León Tolstoi (1) decía que “los temas más difíciles pueden explicarse al hombre más torpe si no se ha formado ya una idea de ellos; pero la cosa más sencilla no puede explicarse al hombre más inteligente si está firmemente persuadido de que ya sabe, sin ninguna sombra de duda, lo que se le presenta”. Esto que comenta el escritor ruso es algo sobre lo que hemos insistido muchas veces y que conviene siempre tener en cuenta. Y es algo que sí tienen muy en cuenta especialmente los manipuladores de las gentes, los que se aprovechan sobre todo de los jóvenes, es decir, de las personas todavía limpias de esquemas fijos de modos de pensar. Ser los primeros en estampar en la página en blanco de un joven una determinada visión interesada del mundo puede suponer tener a este joven anclado en una posición inamovible de pensamiento durante mucho tiempo. O quizás siempre.

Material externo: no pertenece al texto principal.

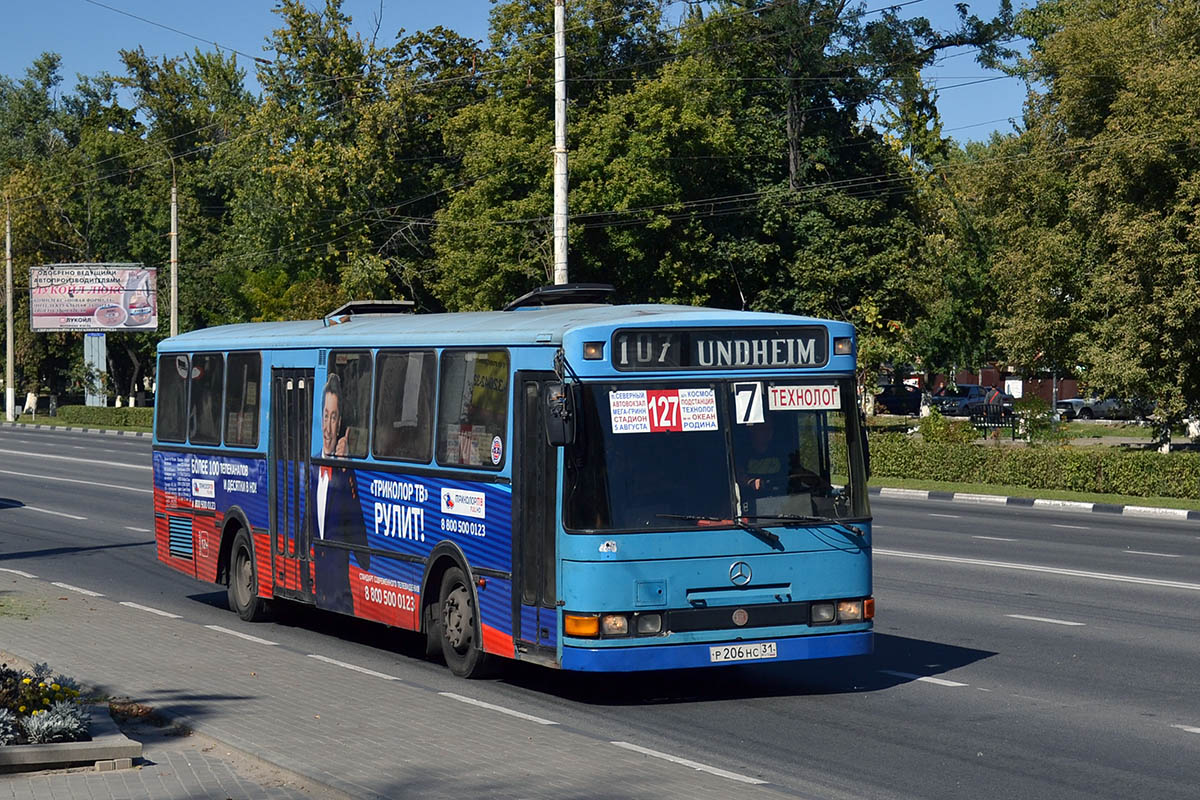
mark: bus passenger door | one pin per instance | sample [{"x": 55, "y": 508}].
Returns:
[
  {"x": 534, "y": 554},
  {"x": 291, "y": 446}
]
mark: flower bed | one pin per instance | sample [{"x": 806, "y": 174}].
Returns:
[{"x": 40, "y": 708}]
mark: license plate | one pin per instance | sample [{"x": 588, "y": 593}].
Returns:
[{"x": 742, "y": 651}]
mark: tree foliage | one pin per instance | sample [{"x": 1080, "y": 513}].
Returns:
[{"x": 780, "y": 155}]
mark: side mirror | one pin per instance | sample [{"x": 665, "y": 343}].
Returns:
[{"x": 559, "y": 415}]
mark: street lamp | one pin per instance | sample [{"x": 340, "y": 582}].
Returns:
[{"x": 174, "y": 239}]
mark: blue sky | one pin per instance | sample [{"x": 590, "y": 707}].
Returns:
[{"x": 89, "y": 36}]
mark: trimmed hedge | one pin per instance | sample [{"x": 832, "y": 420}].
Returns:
[
  {"x": 1102, "y": 471},
  {"x": 105, "y": 417}
]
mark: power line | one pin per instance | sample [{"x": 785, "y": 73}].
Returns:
[{"x": 175, "y": 30}]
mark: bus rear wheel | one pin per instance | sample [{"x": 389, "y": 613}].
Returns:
[
  {"x": 461, "y": 645},
  {"x": 243, "y": 591}
]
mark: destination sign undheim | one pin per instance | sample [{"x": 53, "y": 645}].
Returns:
[{"x": 748, "y": 348}]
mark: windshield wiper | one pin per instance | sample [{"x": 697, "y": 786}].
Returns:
[
  {"x": 797, "y": 517},
  {"x": 738, "y": 522}
]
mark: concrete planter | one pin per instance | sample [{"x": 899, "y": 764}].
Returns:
[{"x": 108, "y": 749}]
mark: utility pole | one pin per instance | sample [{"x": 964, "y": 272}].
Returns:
[
  {"x": 174, "y": 252},
  {"x": 10, "y": 407},
  {"x": 559, "y": 142}
]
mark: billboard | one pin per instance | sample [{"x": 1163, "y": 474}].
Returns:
[{"x": 93, "y": 298}]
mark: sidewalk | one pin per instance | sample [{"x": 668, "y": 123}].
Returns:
[{"x": 340, "y": 728}]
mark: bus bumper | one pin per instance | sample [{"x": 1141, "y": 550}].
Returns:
[{"x": 682, "y": 656}]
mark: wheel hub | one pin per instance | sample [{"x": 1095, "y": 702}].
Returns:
[{"x": 456, "y": 619}]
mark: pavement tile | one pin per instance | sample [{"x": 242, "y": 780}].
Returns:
[{"x": 353, "y": 733}]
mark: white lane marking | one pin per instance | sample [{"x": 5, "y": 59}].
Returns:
[
  {"x": 1047, "y": 619},
  {"x": 75, "y": 480},
  {"x": 82, "y": 591},
  {"x": 988, "y": 499},
  {"x": 153, "y": 611},
  {"x": 85, "y": 461},
  {"x": 1068, "y": 505},
  {"x": 1048, "y": 570},
  {"x": 240, "y": 635},
  {"x": 57, "y": 513},
  {"x": 921, "y": 494},
  {"x": 684, "y": 762},
  {"x": 924, "y": 679},
  {"x": 354, "y": 667},
  {"x": 1147, "y": 511},
  {"x": 481, "y": 704}
]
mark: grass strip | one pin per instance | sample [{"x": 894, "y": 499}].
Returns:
[{"x": 1039, "y": 494}]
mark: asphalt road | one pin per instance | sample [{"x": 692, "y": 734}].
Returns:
[{"x": 1019, "y": 653}]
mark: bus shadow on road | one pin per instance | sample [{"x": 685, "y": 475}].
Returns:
[{"x": 897, "y": 660}]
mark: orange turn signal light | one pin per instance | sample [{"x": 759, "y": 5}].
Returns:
[{"x": 582, "y": 625}]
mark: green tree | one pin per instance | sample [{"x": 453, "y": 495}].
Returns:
[{"x": 1102, "y": 246}]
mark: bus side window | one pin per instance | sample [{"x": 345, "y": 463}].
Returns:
[
  {"x": 403, "y": 414},
  {"x": 353, "y": 370},
  {"x": 474, "y": 408},
  {"x": 171, "y": 400},
  {"x": 204, "y": 400},
  {"x": 241, "y": 398}
]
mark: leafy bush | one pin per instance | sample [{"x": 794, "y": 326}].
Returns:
[
  {"x": 1101, "y": 470},
  {"x": 102, "y": 417},
  {"x": 10, "y": 728},
  {"x": 936, "y": 427},
  {"x": 61, "y": 722},
  {"x": 1036, "y": 422},
  {"x": 39, "y": 708}
]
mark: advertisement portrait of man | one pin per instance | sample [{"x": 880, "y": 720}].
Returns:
[{"x": 335, "y": 515}]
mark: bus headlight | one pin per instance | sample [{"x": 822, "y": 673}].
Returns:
[
  {"x": 850, "y": 611},
  {"x": 583, "y": 625},
  {"x": 822, "y": 613}
]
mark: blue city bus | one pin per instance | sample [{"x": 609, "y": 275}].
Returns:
[{"x": 580, "y": 485}]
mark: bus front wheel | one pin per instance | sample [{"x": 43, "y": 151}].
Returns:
[
  {"x": 461, "y": 645},
  {"x": 243, "y": 590}
]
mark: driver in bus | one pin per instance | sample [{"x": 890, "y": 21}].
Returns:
[
  {"x": 334, "y": 511},
  {"x": 771, "y": 475}
]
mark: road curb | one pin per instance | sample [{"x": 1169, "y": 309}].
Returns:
[
  {"x": 1032, "y": 503},
  {"x": 76, "y": 429}
]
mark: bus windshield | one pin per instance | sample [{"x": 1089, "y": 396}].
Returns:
[{"x": 687, "y": 455}]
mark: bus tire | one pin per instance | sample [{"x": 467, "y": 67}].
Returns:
[
  {"x": 243, "y": 590},
  {"x": 459, "y": 623}
]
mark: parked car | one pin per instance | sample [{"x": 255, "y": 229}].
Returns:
[
  {"x": 965, "y": 398},
  {"x": 898, "y": 398},
  {"x": 1093, "y": 408}
]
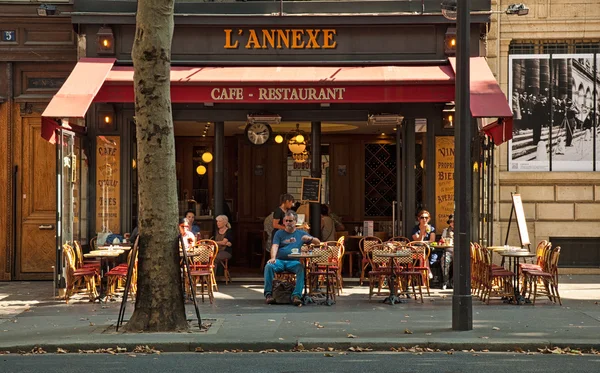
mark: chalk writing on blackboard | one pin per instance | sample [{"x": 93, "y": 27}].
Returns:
[{"x": 311, "y": 189}]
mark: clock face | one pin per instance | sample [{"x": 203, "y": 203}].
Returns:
[{"x": 258, "y": 133}]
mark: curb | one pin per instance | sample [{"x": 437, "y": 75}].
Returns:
[{"x": 257, "y": 346}]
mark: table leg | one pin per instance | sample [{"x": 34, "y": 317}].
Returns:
[
  {"x": 393, "y": 298},
  {"x": 306, "y": 299}
]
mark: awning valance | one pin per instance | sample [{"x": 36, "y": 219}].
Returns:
[{"x": 488, "y": 101}]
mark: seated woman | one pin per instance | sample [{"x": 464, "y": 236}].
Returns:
[
  {"x": 448, "y": 237},
  {"x": 189, "y": 239},
  {"x": 223, "y": 238},
  {"x": 423, "y": 231}
]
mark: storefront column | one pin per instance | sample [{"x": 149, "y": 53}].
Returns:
[
  {"x": 219, "y": 174},
  {"x": 315, "y": 171},
  {"x": 408, "y": 170}
]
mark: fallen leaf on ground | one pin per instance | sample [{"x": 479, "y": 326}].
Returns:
[
  {"x": 38, "y": 350},
  {"x": 267, "y": 351}
]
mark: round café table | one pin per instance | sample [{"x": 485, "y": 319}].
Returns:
[
  {"x": 513, "y": 259},
  {"x": 106, "y": 257},
  {"x": 392, "y": 298},
  {"x": 304, "y": 257}
]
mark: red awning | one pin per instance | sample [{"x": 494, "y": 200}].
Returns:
[
  {"x": 79, "y": 90},
  {"x": 97, "y": 80},
  {"x": 366, "y": 84},
  {"x": 488, "y": 101}
]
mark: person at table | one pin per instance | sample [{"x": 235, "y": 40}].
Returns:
[
  {"x": 223, "y": 238},
  {"x": 423, "y": 231},
  {"x": 327, "y": 224},
  {"x": 284, "y": 241},
  {"x": 286, "y": 201},
  {"x": 190, "y": 216},
  {"x": 448, "y": 256},
  {"x": 189, "y": 238}
]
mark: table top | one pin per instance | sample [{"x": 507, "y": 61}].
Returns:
[
  {"x": 397, "y": 254},
  {"x": 113, "y": 247},
  {"x": 503, "y": 248},
  {"x": 304, "y": 255},
  {"x": 103, "y": 254},
  {"x": 520, "y": 254}
]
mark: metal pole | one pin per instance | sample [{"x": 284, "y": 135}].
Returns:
[
  {"x": 315, "y": 171},
  {"x": 462, "y": 306},
  {"x": 219, "y": 173},
  {"x": 400, "y": 203}
]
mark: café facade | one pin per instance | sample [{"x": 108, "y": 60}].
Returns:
[{"x": 370, "y": 85}]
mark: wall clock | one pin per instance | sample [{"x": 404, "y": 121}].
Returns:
[{"x": 258, "y": 133}]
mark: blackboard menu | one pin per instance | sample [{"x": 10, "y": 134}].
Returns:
[{"x": 311, "y": 189}]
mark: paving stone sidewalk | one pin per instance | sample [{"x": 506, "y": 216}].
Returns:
[{"x": 240, "y": 320}]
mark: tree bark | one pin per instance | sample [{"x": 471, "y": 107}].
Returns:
[{"x": 159, "y": 304}]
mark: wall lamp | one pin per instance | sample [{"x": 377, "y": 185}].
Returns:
[
  {"x": 45, "y": 10},
  {"x": 450, "y": 41},
  {"x": 448, "y": 115},
  {"x": 518, "y": 9},
  {"x": 264, "y": 118},
  {"x": 106, "y": 41},
  {"x": 385, "y": 120}
]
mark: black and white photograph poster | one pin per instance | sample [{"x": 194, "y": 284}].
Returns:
[{"x": 553, "y": 89}]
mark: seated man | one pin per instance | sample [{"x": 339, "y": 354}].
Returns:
[{"x": 283, "y": 243}]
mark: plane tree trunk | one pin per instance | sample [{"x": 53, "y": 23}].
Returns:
[{"x": 159, "y": 303}]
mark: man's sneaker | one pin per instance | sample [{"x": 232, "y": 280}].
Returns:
[
  {"x": 296, "y": 301},
  {"x": 269, "y": 299}
]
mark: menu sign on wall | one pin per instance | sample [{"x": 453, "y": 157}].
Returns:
[
  {"x": 444, "y": 179},
  {"x": 108, "y": 180}
]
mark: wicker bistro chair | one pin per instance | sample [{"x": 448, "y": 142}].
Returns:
[
  {"x": 421, "y": 261},
  {"x": 380, "y": 268},
  {"x": 547, "y": 277},
  {"x": 408, "y": 274},
  {"x": 76, "y": 278},
  {"x": 118, "y": 275},
  {"x": 400, "y": 239},
  {"x": 202, "y": 267},
  {"x": 494, "y": 281},
  {"x": 324, "y": 267},
  {"x": 365, "y": 245}
]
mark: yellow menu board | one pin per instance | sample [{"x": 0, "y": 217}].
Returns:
[
  {"x": 444, "y": 180},
  {"x": 108, "y": 184}
]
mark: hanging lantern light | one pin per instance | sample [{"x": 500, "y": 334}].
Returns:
[
  {"x": 296, "y": 141},
  {"x": 207, "y": 157}
]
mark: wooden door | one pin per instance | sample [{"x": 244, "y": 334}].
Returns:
[{"x": 36, "y": 227}]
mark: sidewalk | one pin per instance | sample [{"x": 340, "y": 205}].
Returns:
[{"x": 240, "y": 320}]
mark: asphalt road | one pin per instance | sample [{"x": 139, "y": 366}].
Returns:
[{"x": 299, "y": 362}]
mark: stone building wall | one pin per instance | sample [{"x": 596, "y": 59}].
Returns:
[{"x": 557, "y": 204}]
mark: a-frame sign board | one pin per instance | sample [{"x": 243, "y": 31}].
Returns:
[{"x": 517, "y": 209}]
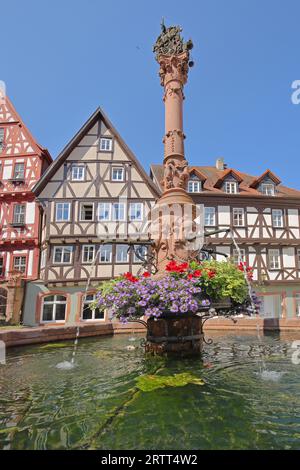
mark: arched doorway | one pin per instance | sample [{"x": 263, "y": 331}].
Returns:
[{"x": 3, "y": 303}]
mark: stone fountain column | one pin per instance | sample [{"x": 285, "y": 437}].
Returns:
[{"x": 175, "y": 213}]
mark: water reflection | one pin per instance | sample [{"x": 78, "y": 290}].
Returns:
[{"x": 250, "y": 398}]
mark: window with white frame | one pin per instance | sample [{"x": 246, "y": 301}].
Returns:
[
  {"x": 122, "y": 254},
  {"x": 62, "y": 254},
  {"x": 238, "y": 257},
  {"x": 194, "y": 186},
  {"x": 88, "y": 311},
  {"x": 86, "y": 212},
  {"x": 62, "y": 212},
  {"x": 136, "y": 211},
  {"x": 238, "y": 217},
  {"x": 118, "y": 211},
  {"x": 105, "y": 254},
  {"x": 209, "y": 216},
  {"x": 268, "y": 189},
  {"x": 54, "y": 308},
  {"x": 1, "y": 138},
  {"x": 19, "y": 214},
  {"x": 20, "y": 263},
  {"x": 105, "y": 144},
  {"x": 104, "y": 211},
  {"x": 19, "y": 171},
  {"x": 297, "y": 301},
  {"x": 77, "y": 172},
  {"x": 277, "y": 218},
  {"x": 274, "y": 259},
  {"x": 117, "y": 173},
  {"x": 140, "y": 251},
  {"x": 231, "y": 187},
  {"x": 88, "y": 253}
]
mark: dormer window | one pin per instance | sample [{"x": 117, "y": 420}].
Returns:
[
  {"x": 268, "y": 189},
  {"x": 1, "y": 138},
  {"x": 78, "y": 173},
  {"x": 117, "y": 174},
  {"x": 19, "y": 171},
  {"x": 194, "y": 186},
  {"x": 105, "y": 144},
  {"x": 231, "y": 187}
]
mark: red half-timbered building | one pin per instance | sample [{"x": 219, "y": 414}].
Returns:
[{"x": 22, "y": 162}]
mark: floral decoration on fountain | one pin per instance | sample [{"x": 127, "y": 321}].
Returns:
[
  {"x": 170, "y": 41},
  {"x": 184, "y": 289}
]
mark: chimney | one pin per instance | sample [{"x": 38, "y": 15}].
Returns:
[{"x": 220, "y": 164}]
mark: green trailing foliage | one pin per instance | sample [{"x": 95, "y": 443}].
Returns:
[{"x": 227, "y": 281}]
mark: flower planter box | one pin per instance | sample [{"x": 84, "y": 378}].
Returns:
[{"x": 174, "y": 334}]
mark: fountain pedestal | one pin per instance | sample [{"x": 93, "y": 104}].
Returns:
[{"x": 175, "y": 335}]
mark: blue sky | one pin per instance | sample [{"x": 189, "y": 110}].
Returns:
[{"x": 61, "y": 59}]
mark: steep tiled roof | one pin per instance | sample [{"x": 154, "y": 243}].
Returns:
[{"x": 213, "y": 176}]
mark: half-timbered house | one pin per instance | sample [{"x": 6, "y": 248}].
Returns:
[
  {"x": 94, "y": 199},
  {"x": 264, "y": 217},
  {"x": 22, "y": 162}
]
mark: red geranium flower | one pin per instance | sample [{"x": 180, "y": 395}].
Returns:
[
  {"x": 172, "y": 266},
  {"x": 197, "y": 273},
  {"x": 130, "y": 277}
]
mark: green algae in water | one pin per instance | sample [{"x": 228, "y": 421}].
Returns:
[
  {"x": 55, "y": 345},
  {"x": 103, "y": 353},
  {"x": 148, "y": 383},
  {"x": 99, "y": 405}
]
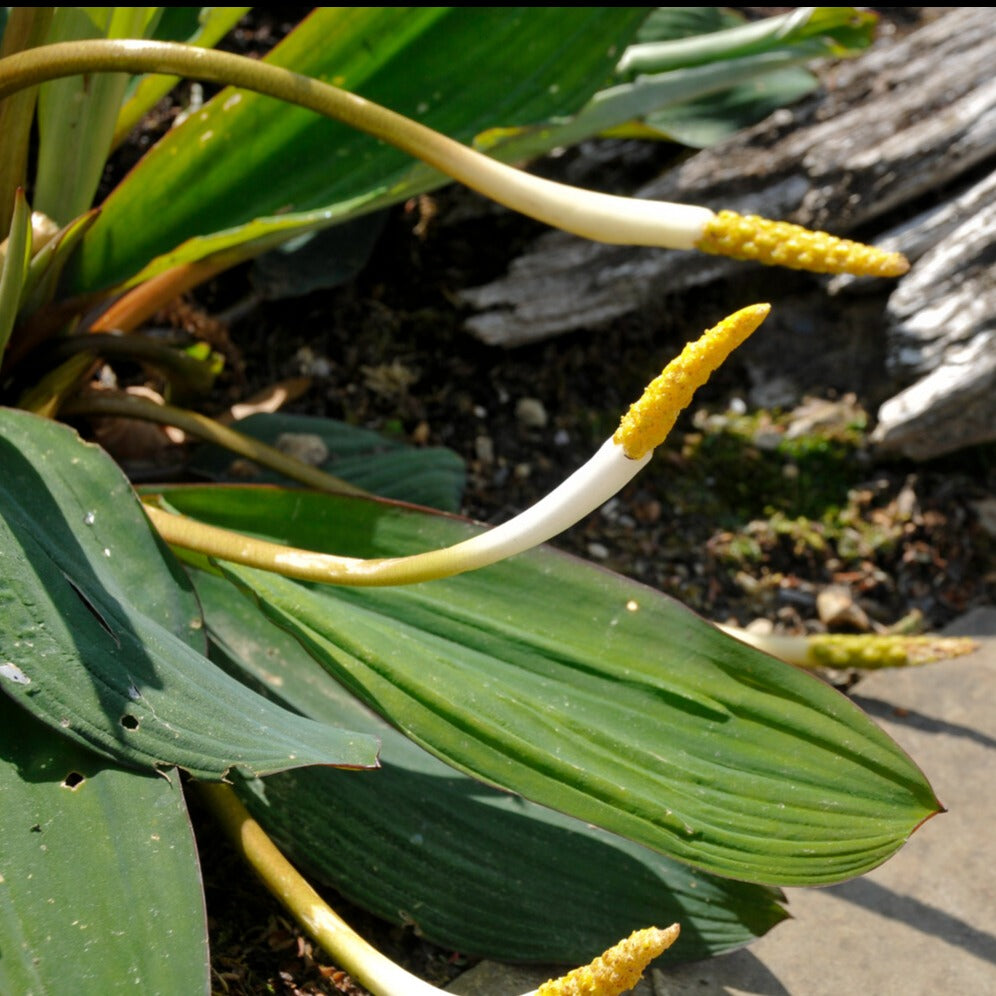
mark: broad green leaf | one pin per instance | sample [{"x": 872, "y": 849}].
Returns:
[
  {"x": 76, "y": 115},
  {"x": 592, "y": 695},
  {"x": 668, "y": 40},
  {"x": 24, "y": 28},
  {"x": 709, "y": 120},
  {"x": 645, "y": 105},
  {"x": 14, "y": 266},
  {"x": 47, "y": 264},
  {"x": 99, "y": 886},
  {"x": 98, "y": 632},
  {"x": 432, "y": 476},
  {"x": 469, "y": 866},
  {"x": 459, "y": 70}
]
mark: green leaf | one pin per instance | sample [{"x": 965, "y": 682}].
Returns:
[
  {"x": 592, "y": 695},
  {"x": 14, "y": 266},
  {"x": 469, "y": 866},
  {"x": 99, "y": 633},
  {"x": 669, "y": 42},
  {"x": 459, "y": 70},
  {"x": 709, "y": 120},
  {"x": 432, "y": 476},
  {"x": 99, "y": 886},
  {"x": 201, "y": 26},
  {"x": 76, "y": 115}
]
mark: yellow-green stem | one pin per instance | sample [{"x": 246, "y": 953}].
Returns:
[
  {"x": 128, "y": 406},
  {"x": 362, "y": 961},
  {"x": 601, "y": 217}
]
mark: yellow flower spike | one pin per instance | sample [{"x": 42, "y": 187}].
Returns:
[
  {"x": 615, "y": 464},
  {"x": 778, "y": 243},
  {"x": 616, "y": 971},
  {"x": 649, "y": 420},
  {"x": 867, "y": 651}
]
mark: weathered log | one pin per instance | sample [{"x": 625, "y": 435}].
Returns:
[{"x": 912, "y": 119}]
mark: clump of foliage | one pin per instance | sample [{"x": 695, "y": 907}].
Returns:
[{"x": 563, "y": 732}]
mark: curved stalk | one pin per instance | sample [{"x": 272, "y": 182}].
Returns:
[
  {"x": 865, "y": 651},
  {"x": 128, "y": 406},
  {"x": 361, "y": 960},
  {"x": 600, "y": 217},
  {"x": 611, "y": 468},
  {"x": 612, "y": 973}
]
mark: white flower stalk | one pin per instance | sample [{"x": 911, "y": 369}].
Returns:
[
  {"x": 601, "y": 217},
  {"x": 616, "y": 463}
]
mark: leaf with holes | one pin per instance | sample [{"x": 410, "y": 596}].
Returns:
[
  {"x": 99, "y": 634},
  {"x": 470, "y": 867},
  {"x": 99, "y": 885},
  {"x": 592, "y": 695}
]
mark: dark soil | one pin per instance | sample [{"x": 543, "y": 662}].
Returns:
[{"x": 732, "y": 518}]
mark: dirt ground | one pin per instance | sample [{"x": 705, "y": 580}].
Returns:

Es evidente que no todo el mundo (se sea joven o no) se deja inevitablemente cautivar por los entusiasmos argumentativos de los predicadores de convicciones férreas. Si no fueran posibles las rectificaciones o revisiones en los modos de razonar no tendríamos cambios ni evolución en ningún aspecto. Pero a pesar de todo León Tolstoi acierta en lo que dice, claro que sí, porque está a la vista el inmovilismo ideológico de cantidades ingentes de personas, atrapadas por aquello que en el pasado, y en escuelas o donde fuera, les enseñaron a creer como indiscutible.
No hay duda alguna que resulta extremadamente arduo para algunos cambiar de opinión con respecto a lo que ya asumieron como indiscutible en las épocas más tiernas de sus vidas. Las razones de la dificultad para revisar esquemas petrificados son sabidas y consabidas. La más importante se halla en el hecho de que cada cual define esta entelequia petrificada que llaman identidad como un modo específico de pensar, modo de pensar que en caso de rectificarse altera esta supuesta imagen propia que se pretende definitoria y estática de uno mismo. Pero hay otras razones para oponerse al cambio, como la pereza, por ejemplo. Es la pereza a reconstruirse personalmente después de haber invertido tiempo y esfuerzos en una sola dirección. Pero hay más. Lo que frena cambios también es el compromiso de fidelidad de algunos con respecto a ideologías que aseguran sus amistades, los afectos compartidos o sus prerrogativas laborales, académicas, artísticas, literarias o políticas. No es fácil renunciar a prestigios de grupo, a protagonismos y beneficios cuando estos han sido resultado y fruto de lealtades a determinadas militancias, militancias que saben muy bien cómo apañárselas para retener adeptos con la compra más o menos sutil de voluntades a partir de dádivas vacías, premios, medallas, sueldos y galardones.
Es complicado cambiar o cambiarse. Pero no obstante es sano, vital, necesario e indispensable hacerlo porque la vida es esto: cambio incesante que exige cambios también incesantes para captarla y entenderla aproximadamente. El rectificar y cambiar implica valentía, honestidad y renuncias en mil aspectos. Y reconozcámoslo: no todos están dispuestos a tal arduo ejercicio, el ejercicio ininterrumpido de reconstrucción individual en todos los aspectos.